This is a tale of two nightclubs.

RedZone, 4814 Sheridan Road, and MVP Sports Bar, 3214 60th St., have both found themselves facing criticism and punishment from Kenosha police and city officials over unruly crowds, noise and other complaints.

The difference is the owners of RedZone decided to buckle down and work with officials in order to keep their cabaret license, which allows them to present live entertainment — including popular DJs that bring big crowds.

Meanwhile, MVP’s owners did not, and the result was the loss of their cabaret license.

RedZone is very close to having its cabaret license extended after instituting a number of measures to address neighbors’ complaints.

“We’ve reached out to (residential neighbors),” owner Duvall Coates told the city’s Licenses and Permits Committee last week. “We’d like to be proactive. There’s not a group of neighbors in here right now complaining about us.”

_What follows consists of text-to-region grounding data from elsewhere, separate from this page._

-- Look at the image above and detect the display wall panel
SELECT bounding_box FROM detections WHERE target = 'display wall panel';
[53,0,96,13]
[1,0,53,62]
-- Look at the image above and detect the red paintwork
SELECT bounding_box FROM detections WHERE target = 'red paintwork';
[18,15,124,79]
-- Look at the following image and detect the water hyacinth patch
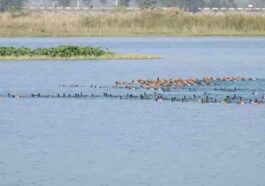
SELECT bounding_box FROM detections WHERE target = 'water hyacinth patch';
[0,45,159,60]
[0,45,113,58]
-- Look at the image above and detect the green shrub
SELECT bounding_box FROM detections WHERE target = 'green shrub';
[0,46,113,57]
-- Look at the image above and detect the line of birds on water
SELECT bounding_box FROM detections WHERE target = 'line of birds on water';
[58,76,258,90]
[5,91,265,104]
[112,76,257,90]
[3,76,265,104]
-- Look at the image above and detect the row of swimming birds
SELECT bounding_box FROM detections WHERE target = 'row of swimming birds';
[4,76,265,104]
[5,92,264,104]
[112,76,256,90]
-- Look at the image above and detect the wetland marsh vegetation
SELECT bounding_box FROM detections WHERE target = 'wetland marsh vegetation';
[0,45,159,60]
[1,9,265,37]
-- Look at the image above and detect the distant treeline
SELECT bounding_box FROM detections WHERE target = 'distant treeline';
[1,0,265,11]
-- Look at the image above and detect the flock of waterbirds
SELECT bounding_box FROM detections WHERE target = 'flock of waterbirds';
[3,76,265,104]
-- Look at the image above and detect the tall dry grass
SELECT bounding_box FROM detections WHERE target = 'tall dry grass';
[1,9,265,37]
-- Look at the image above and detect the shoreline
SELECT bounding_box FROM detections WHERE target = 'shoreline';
[0,34,265,39]
[0,54,160,61]
[2,32,265,38]
[1,36,265,39]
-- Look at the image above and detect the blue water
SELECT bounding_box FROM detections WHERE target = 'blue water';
[0,37,265,186]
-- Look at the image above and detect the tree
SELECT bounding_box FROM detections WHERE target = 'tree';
[119,0,130,7]
[57,0,71,7]
[226,0,237,8]
[99,0,108,5]
[208,0,222,8]
[137,0,157,8]
[184,0,205,11]
[206,0,237,8]
[254,0,265,7]
[162,0,184,7]
[0,0,25,11]
[158,0,204,11]
[82,0,92,5]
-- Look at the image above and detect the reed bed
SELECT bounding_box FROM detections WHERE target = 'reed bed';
[1,9,265,36]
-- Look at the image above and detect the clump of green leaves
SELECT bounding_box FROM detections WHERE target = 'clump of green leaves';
[0,46,113,57]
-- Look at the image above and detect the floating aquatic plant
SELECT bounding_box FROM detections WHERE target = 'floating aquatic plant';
[0,45,159,60]
[0,45,113,58]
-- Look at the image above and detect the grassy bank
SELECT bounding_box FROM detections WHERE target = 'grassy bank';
[0,54,160,60]
[1,9,265,37]
[0,46,159,60]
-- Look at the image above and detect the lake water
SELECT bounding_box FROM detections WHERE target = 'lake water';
[0,37,265,186]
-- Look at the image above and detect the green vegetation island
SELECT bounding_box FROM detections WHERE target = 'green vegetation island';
[1,9,265,37]
[0,46,159,60]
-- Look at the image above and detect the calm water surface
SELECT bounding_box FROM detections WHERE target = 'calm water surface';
[0,37,265,186]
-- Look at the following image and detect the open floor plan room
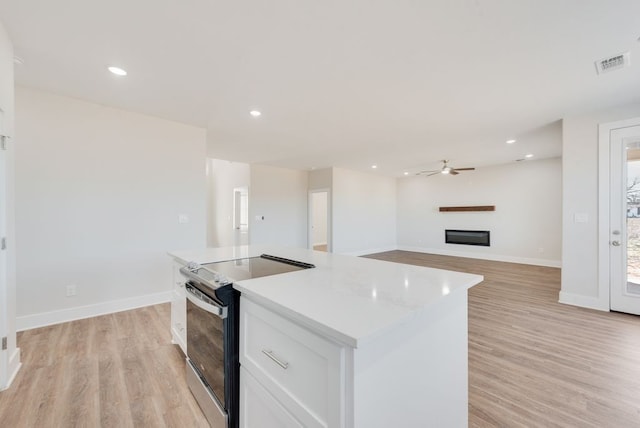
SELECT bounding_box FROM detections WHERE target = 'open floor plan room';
[1,252,639,427]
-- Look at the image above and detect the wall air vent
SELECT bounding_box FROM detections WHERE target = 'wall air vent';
[595,52,630,74]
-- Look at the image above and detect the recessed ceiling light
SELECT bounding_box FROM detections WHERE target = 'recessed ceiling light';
[250,110,261,117]
[371,165,378,169]
[403,172,409,176]
[108,66,127,76]
[506,139,516,144]
[525,153,534,158]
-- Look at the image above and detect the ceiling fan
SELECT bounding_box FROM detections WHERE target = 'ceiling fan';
[416,160,476,177]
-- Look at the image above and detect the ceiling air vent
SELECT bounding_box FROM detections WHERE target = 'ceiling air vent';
[595,52,630,74]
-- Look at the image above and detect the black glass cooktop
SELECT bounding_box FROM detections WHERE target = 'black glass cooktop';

The license renewal is still not guaranteed. Police say they still devote a lot of resources to RedZone and have requested another meeting with Coates before recommending approval.

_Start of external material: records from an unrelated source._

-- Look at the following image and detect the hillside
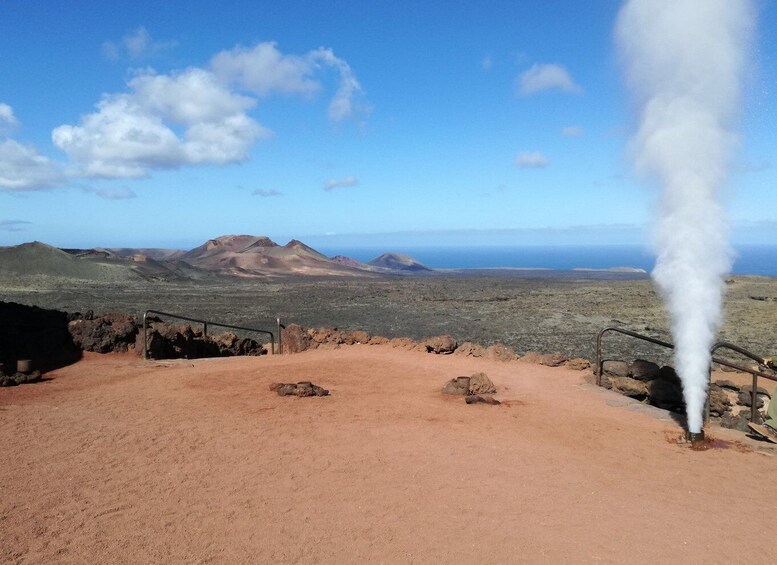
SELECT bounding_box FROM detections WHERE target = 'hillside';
[0,237,433,283]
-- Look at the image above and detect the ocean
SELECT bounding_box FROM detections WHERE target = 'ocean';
[317,244,777,276]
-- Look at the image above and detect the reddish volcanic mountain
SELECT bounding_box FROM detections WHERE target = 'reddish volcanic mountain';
[0,236,433,280]
[178,235,374,277]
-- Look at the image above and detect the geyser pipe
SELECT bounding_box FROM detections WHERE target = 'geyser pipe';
[615,0,754,434]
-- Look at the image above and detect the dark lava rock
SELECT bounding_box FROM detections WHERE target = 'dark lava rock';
[714,379,740,392]
[737,408,763,424]
[270,381,329,397]
[658,366,681,385]
[708,387,731,417]
[465,395,500,405]
[629,359,660,381]
[0,301,81,373]
[737,391,765,409]
[0,370,42,387]
[143,322,266,360]
[719,412,751,433]
[740,384,771,399]
[602,360,630,378]
[68,312,139,353]
[646,378,684,410]
[610,376,648,399]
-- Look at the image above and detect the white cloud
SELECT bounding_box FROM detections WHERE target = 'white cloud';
[561,125,585,137]
[324,176,359,191]
[514,151,549,168]
[0,139,65,190]
[252,188,282,197]
[52,68,268,178]
[0,103,19,135]
[54,42,367,180]
[96,187,137,200]
[102,27,177,61]
[518,63,582,95]
[0,219,32,232]
[211,42,320,96]
[211,42,368,122]
[480,56,493,71]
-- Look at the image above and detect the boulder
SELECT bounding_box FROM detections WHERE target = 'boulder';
[566,358,591,371]
[737,391,765,409]
[270,381,329,397]
[602,360,630,378]
[610,376,648,399]
[708,387,731,417]
[453,342,486,357]
[465,395,500,405]
[389,337,417,350]
[740,384,771,399]
[714,379,740,392]
[520,351,543,364]
[485,343,517,362]
[442,377,470,395]
[538,353,567,367]
[68,312,140,353]
[345,330,370,344]
[281,324,310,354]
[468,372,496,394]
[421,335,458,355]
[658,366,681,385]
[629,359,660,381]
[646,379,684,410]
[719,412,751,433]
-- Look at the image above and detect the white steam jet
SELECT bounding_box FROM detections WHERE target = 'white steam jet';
[616,0,755,433]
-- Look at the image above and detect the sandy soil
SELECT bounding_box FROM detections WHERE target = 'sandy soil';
[2,347,775,564]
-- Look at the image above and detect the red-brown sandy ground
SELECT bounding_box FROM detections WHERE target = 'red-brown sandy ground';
[1,346,775,564]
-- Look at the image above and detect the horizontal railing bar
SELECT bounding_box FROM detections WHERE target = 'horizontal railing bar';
[143,309,275,358]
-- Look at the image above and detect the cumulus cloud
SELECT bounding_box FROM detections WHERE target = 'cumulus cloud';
[518,63,582,95]
[514,151,549,168]
[102,27,177,61]
[561,125,585,137]
[252,188,282,197]
[52,68,268,178]
[53,42,366,180]
[211,42,367,121]
[0,103,64,190]
[324,176,359,191]
[0,219,32,232]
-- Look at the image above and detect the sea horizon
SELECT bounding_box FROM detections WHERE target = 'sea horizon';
[316,243,777,277]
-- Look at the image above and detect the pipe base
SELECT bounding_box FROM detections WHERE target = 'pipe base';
[685,430,705,443]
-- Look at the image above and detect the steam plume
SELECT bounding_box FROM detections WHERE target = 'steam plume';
[616,0,754,432]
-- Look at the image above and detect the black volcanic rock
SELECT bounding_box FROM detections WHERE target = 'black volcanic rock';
[368,253,432,272]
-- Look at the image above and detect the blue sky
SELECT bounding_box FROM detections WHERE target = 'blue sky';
[1,0,775,251]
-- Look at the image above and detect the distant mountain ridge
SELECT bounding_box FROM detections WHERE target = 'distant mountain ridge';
[0,236,434,282]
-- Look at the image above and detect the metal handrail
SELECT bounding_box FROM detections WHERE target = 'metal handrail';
[711,342,777,423]
[596,327,777,425]
[143,309,276,359]
[595,327,674,385]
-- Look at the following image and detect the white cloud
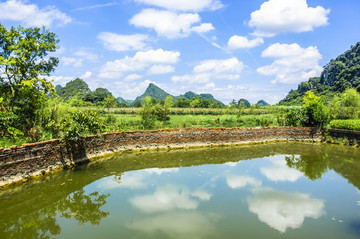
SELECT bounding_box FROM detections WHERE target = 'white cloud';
[98,32,150,52]
[194,58,243,74]
[74,49,99,61]
[133,49,180,64]
[192,23,215,33]
[260,156,304,182]
[249,0,330,37]
[114,80,156,99]
[0,0,71,27]
[99,49,180,79]
[130,185,200,213]
[228,35,264,49]
[147,65,175,75]
[130,9,213,38]
[124,74,143,82]
[47,75,73,86]
[61,57,83,67]
[248,188,325,233]
[257,43,322,84]
[172,58,243,85]
[226,175,262,189]
[135,0,224,12]
[79,71,93,80]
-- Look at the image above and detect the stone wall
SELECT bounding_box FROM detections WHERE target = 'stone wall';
[0,127,322,187]
[328,129,360,143]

Meanwhile, the owners of MVP Sports Bar saw their cabaret license revoked after police said they failed to work with officials to address concerns there.

Police Chief Daniel Miskinis informed the committee that police had been called to the bar 45 times between Nov. 9 and July 1, with police seeing “a pattern of disorderly behavior at the bar and in adjacent streets, sidewalks and the parking lot.”

In the latest incident on June 30, a man was shot and critically injured in the bar. The shooting led to a stampede out of the club, and brawls broke out. Kenosha called in help from neighboring municipalities to handle the situation, with 36 officers trying to quell the commotion.

“Patrons of the tavern were defiant and nonresponsive to the commands of law enforcement on the scene,” Miskinis wrote.

DJ nights at these bars draw lots of people, which is what the bar owners want. But that does not relieve them of their responsibility to provide a safe venue for all involved.

Though RedZone came close to losing its license, the city and the club worked together for the benefit of both.

MVP failed to do that, and the city was right to pull the license. Considering what happened on June 30, and all the trouble leading up to that date, it was the only move left to send a message to the owners.

“I did not hear a way we could avoid this in the future,” Ald Anthony Kennedy said.

After the license was revoked, MVP owners Darnell and Trice Rand — who admitted to their inexperience in running a nightclub — said the license revocation was a wake-up call.

“I felt that we didn’t quite understand the severity of this,” Darnell Rand said. “This is a learning experience for us. We’re going to work on that.”

Let’s hope they do, so they can have a successful — and safe — business.